Politischer Bezirk Krems

380 Göttweig, „Apothekergang“ 1607

Bau- und Gedenkinschrift des Abtes Georg (I.) Schedler, Solnhofer Plattenkalk, im sogenannten Apothekergang an der Nordwand der erste Stein von Westen, ehemals an der Südwand der dritte Stein von Westen, dort vielleicht schon seit wenigstens 1777. Schmucklose querrechteckige Tafel mit zehnzeiliger, versweise angeordneter (Z. 1–8) bzw. zentrierter (Z. 9 und 10) Inschrift.

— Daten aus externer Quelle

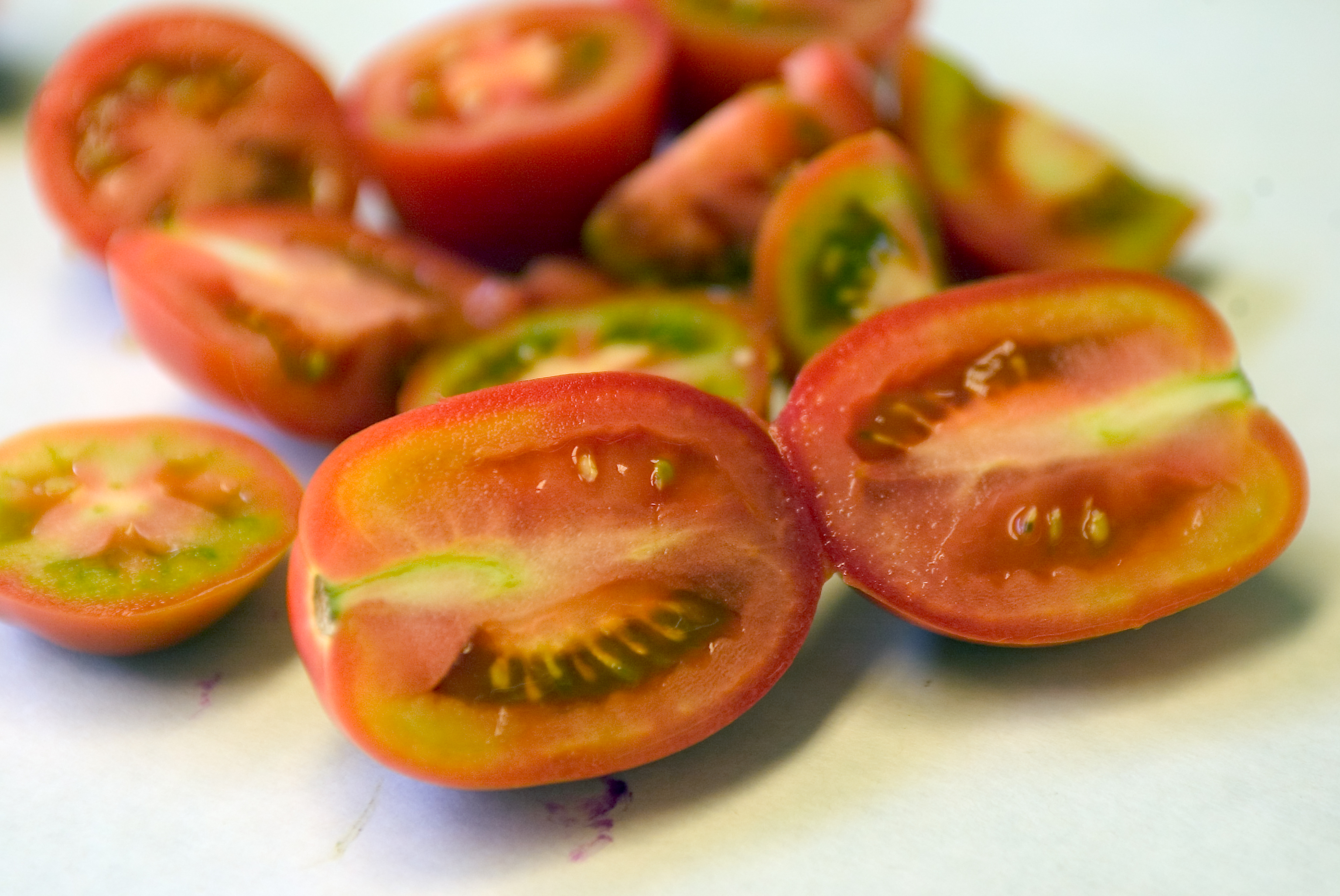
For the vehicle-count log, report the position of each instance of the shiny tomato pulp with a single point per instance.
(553, 579)
(130, 535)
(1043, 459)
(304, 320)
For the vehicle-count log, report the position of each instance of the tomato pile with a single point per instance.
(557, 538)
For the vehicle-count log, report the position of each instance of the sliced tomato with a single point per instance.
(1043, 459)
(551, 580)
(495, 133)
(1020, 191)
(126, 536)
(691, 215)
(563, 282)
(685, 335)
(301, 319)
(178, 109)
(848, 236)
(725, 44)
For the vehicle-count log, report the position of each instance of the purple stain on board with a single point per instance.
(591, 814)
(207, 689)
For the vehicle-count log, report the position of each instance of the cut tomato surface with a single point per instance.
(495, 133)
(1043, 459)
(725, 44)
(169, 110)
(304, 320)
(719, 347)
(849, 235)
(126, 536)
(1019, 191)
(553, 579)
(691, 215)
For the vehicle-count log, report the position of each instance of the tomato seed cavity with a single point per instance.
(618, 654)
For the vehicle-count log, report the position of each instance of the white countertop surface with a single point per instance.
(1200, 754)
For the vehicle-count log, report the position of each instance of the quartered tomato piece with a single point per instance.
(691, 215)
(179, 109)
(683, 335)
(563, 282)
(725, 44)
(850, 235)
(1043, 459)
(303, 320)
(126, 536)
(551, 580)
(498, 132)
(1020, 191)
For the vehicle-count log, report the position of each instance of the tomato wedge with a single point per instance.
(169, 110)
(551, 580)
(495, 133)
(1019, 191)
(1043, 459)
(684, 335)
(725, 44)
(128, 536)
(301, 319)
(849, 235)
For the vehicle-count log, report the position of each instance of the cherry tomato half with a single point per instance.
(301, 319)
(691, 215)
(721, 46)
(126, 536)
(849, 235)
(1043, 459)
(498, 132)
(684, 335)
(551, 580)
(169, 110)
(1020, 191)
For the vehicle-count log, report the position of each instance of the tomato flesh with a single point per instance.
(848, 236)
(1043, 459)
(691, 215)
(676, 334)
(304, 320)
(551, 579)
(173, 110)
(727, 44)
(1020, 191)
(495, 133)
(125, 536)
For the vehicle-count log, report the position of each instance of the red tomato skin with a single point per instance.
(354, 675)
(716, 59)
(829, 77)
(128, 630)
(298, 94)
(167, 291)
(507, 192)
(998, 225)
(964, 604)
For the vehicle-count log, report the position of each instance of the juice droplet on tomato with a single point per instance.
(654, 630)
(896, 421)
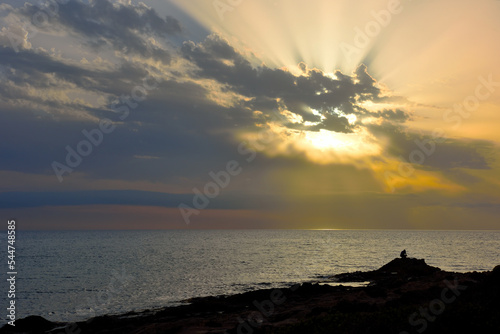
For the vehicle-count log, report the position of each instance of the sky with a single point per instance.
(223, 114)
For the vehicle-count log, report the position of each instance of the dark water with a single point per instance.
(76, 275)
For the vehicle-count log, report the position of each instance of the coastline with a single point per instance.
(404, 296)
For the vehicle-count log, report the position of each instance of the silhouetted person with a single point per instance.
(403, 254)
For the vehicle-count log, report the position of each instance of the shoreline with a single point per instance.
(404, 296)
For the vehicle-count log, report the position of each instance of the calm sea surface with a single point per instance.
(75, 275)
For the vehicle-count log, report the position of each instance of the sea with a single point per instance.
(75, 275)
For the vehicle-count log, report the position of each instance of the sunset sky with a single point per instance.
(250, 114)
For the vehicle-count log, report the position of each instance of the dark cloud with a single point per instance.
(331, 97)
(103, 23)
(438, 153)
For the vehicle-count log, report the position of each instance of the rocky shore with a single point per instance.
(404, 296)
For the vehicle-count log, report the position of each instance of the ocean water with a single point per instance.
(68, 275)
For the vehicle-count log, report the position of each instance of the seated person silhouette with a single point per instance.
(403, 254)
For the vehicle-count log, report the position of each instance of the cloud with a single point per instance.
(210, 97)
(121, 27)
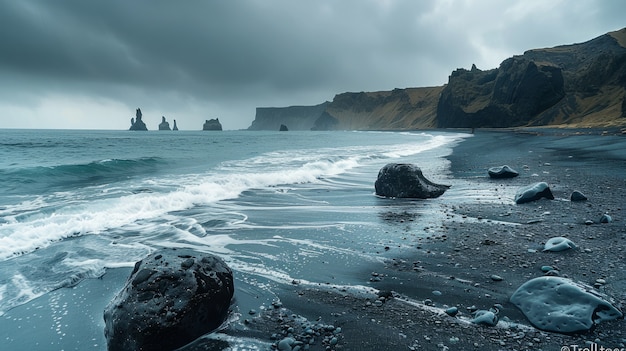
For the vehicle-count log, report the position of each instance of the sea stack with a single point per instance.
(164, 125)
(136, 123)
(212, 124)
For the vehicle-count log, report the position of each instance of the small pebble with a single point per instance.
(452, 311)
(496, 278)
(606, 218)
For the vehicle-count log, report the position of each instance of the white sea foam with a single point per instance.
(27, 229)
(139, 214)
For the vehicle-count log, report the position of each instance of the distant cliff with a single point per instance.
(579, 85)
(409, 108)
(293, 117)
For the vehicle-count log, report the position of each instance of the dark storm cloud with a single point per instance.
(195, 55)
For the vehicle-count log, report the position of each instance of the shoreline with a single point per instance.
(449, 264)
(453, 265)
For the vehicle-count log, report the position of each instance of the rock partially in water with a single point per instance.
(558, 243)
(577, 196)
(560, 305)
(502, 172)
(212, 124)
(404, 180)
(164, 125)
(171, 298)
(136, 123)
(533, 192)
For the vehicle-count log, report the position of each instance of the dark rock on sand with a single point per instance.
(484, 317)
(578, 196)
(533, 192)
(406, 181)
(558, 243)
(502, 172)
(171, 298)
(164, 125)
(605, 218)
(560, 305)
(136, 123)
(212, 124)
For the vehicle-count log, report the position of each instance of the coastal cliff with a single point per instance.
(293, 117)
(578, 85)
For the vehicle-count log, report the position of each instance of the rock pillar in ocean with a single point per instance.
(137, 123)
(164, 125)
(406, 181)
(212, 124)
(171, 298)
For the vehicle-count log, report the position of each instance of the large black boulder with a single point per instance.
(171, 298)
(406, 181)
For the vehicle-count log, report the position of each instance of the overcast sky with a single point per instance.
(90, 64)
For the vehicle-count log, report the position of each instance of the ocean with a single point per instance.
(79, 207)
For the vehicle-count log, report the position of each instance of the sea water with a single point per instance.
(79, 208)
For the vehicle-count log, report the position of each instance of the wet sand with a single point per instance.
(453, 265)
(448, 265)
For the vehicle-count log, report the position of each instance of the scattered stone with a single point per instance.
(558, 243)
(403, 180)
(502, 172)
(496, 278)
(577, 196)
(605, 219)
(484, 317)
(171, 298)
(452, 311)
(560, 305)
(533, 192)
(286, 344)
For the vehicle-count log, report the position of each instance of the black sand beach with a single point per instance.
(451, 264)
(454, 265)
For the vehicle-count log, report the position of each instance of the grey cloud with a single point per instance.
(253, 53)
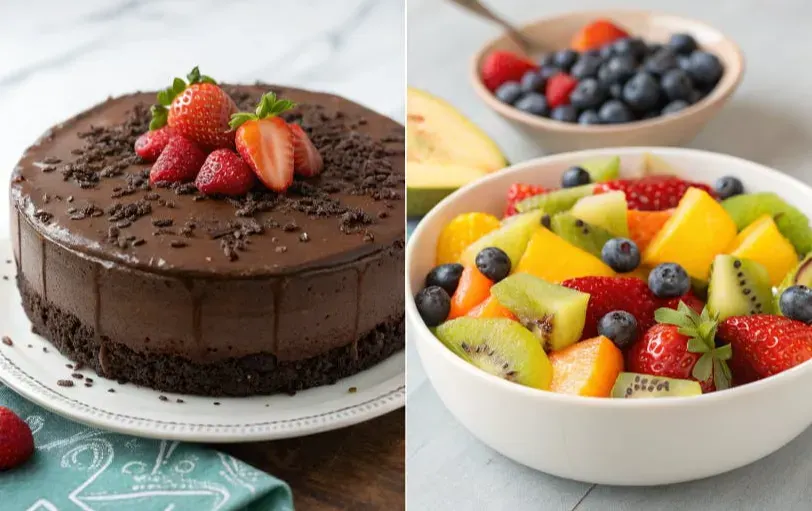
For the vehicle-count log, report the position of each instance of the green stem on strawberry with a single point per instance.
(701, 328)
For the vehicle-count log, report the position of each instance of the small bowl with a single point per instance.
(555, 33)
(610, 441)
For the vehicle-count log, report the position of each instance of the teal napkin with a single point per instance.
(77, 468)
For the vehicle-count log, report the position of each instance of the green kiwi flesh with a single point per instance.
(501, 347)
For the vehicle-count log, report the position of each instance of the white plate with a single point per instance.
(134, 410)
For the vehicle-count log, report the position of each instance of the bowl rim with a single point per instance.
(416, 323)
(717, 96)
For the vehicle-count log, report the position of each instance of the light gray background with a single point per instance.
(768, 121)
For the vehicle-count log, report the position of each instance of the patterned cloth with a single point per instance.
(78, 468)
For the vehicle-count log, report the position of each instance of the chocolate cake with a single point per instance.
(169, 288)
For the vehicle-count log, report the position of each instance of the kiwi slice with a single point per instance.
(554, 314)
(555, 201)
(500, 347)
(635, 385)
(583, 235)
(738, 287)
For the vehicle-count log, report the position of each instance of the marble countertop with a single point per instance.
(767, 121)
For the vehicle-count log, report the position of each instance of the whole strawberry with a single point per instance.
(224, 172)
(764, 345)
(682, 346)
(652, 193)
(199, 111)
(16, 440)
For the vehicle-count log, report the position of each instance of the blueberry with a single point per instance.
(587, 94)
(641, 92)
(704, 69)
(493, 262)
(682, 44)
(621, 254)
(509, 92)
(669, 280)
(447, 276)
(728, 186)
(588, 117)
(575, 176)
(796, 303)
(532, 81)
(615, 112)
(564, 113)
(564, 59)
(533, 103)
(620, 327)
(433, 304)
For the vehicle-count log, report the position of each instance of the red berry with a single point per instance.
(224, 172)
(180, 161)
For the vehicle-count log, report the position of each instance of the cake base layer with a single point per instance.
(249, 375)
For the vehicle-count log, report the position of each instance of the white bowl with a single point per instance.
(611, 441)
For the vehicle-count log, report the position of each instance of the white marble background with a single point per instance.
(59, 57)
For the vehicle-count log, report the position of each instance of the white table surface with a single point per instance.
(768, 121)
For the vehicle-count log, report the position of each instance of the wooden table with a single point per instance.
(360, 468)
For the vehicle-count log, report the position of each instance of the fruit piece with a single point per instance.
(552, 313)
(553, 259)
(682, 346)
(644, 225)
(224, 172)
(588, 368)
(500, 347)
(512, 238)
(472, 290)
(16, 440)
(738, 287)
(555, 201)
(447, 276)
(307, 160)
(581, 234)
(501, 66)
(764, 345)
(179, 162)
(794, 225)
(634, 385)
(150, 144)
(607, 210)
(461, 232)
(491, 308)
(596, 34)
(199, 111)
(762, 242)
(698, 231)
(608, 294)
(517, 193)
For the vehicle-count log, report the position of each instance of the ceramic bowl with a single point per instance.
(555, 32)
(610, 441)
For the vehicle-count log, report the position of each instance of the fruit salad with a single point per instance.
(608, 286)
(606, 76)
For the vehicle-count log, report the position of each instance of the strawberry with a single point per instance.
(16, 440)
(652, 193)
(596, 34)
(764, 344)
(307, 160)
(199, 110)
(607, 294)
(517, 193)
(499, 67)
(180, 161)
(558, 89)
(150, 144)
(682, 346)
(226, 173)
(266, 142)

H. 64 cm, B. 80 cm. Bu. 2,5 cm. bzw. 4 cm (Z. 9 und 10) – Kapitalis.


Textedition
			

QVIDa) ? ROGITASb) A͜REA͜E Q(VI)S N͜A(M) SITc) CO(N)DITORd) ? A͜VT Q(VI)S / MA͜RMOREe) DISTORTV(M)f) TEXERITg) A͜RTE SOLVM ? / INTEGERa) HOC VITA͜E PI(VS) ET DIGNISS(IMVS) ABBASa) / SCH͜EDLERa) AB INTEGROh) SVRGEREe) IVSSIT OP(VS). / VIRa) PROB(VS) ET SAPIE(N)S Q(V)Oi) VIX VIGILA(N)TIOR ALTER / HOCa) SECVLO MVLTOS EXTITITj) ANTEk) DIES. / CVIVSa) PERPETVV(M) SEM͜PER DE(VS)a) OPT(IMVS)a) ET TER / MAX(IMVS)a) ASSERVET SERVET VBIQVEk) DECVS. / A(NN)Oa) A PA͜RTV VIRGINEO / M . DC . VIIl) .

Anmerkungen
a) Anfangsbuchstabe vergrößert.
b) AS verkleinert.
c) S nachträglich klein über I eingehauen.
d) OR verkleinert.
e) RE verkleinert.
f) R in O eingeschrieben.
g) RIT verkleinert.
h) GRO verkleinert.
i) O als Kürzungszeichen klein übergeschrieben.
j) IT verkleinert.
k) E verkleinert.
l) Trennzeichen quadrangelförmig.

Wie? Du fragst, wer der Begründer dieses Hofs sei? Und wer den unebenen Boden kunstvoll mit Marmorstein bedecken ließ? Dieses Werk hieß der lauter lebende, fromme und hochwürdige Abt Schedler neu erstehen; ein redlicher und kluger Mann; einen fürsorglicheren als ihn hat es seit vielen Tagen in diesem Zeitalter kaum gegeben. Seinen fortdauernden Ruhm möge der beste und dreifach größte Gott immerdar erhalten, er bewahre ihn auch allenthalben. Im Jahr von der Niederkunft der Jungfrau 1607.

Elegische Distichen.


Kommentar

Auf welche der zahlreichen Hofanlagen des Klosters sich die vorliegende Inschrift bezog, ist unklar. Am wahrscheinlichsten wäre ein ursprünglicher Standort in einem kleineren Hof, vielleicht dem alten Kreuzganghof, wenn die Nachricht einer durchgehenden Steinpflasterung des Bodens wörtlich zu verstehen ist. Vorstellbar wäre aber angesichts der Datierung auch eine Anbringung in einem der beiden von Schedler umgebauten Tavernengebäude im Kloster bzw. in Furth, vgl. Kat.-Nr. 196†, 261†, 378 und 379.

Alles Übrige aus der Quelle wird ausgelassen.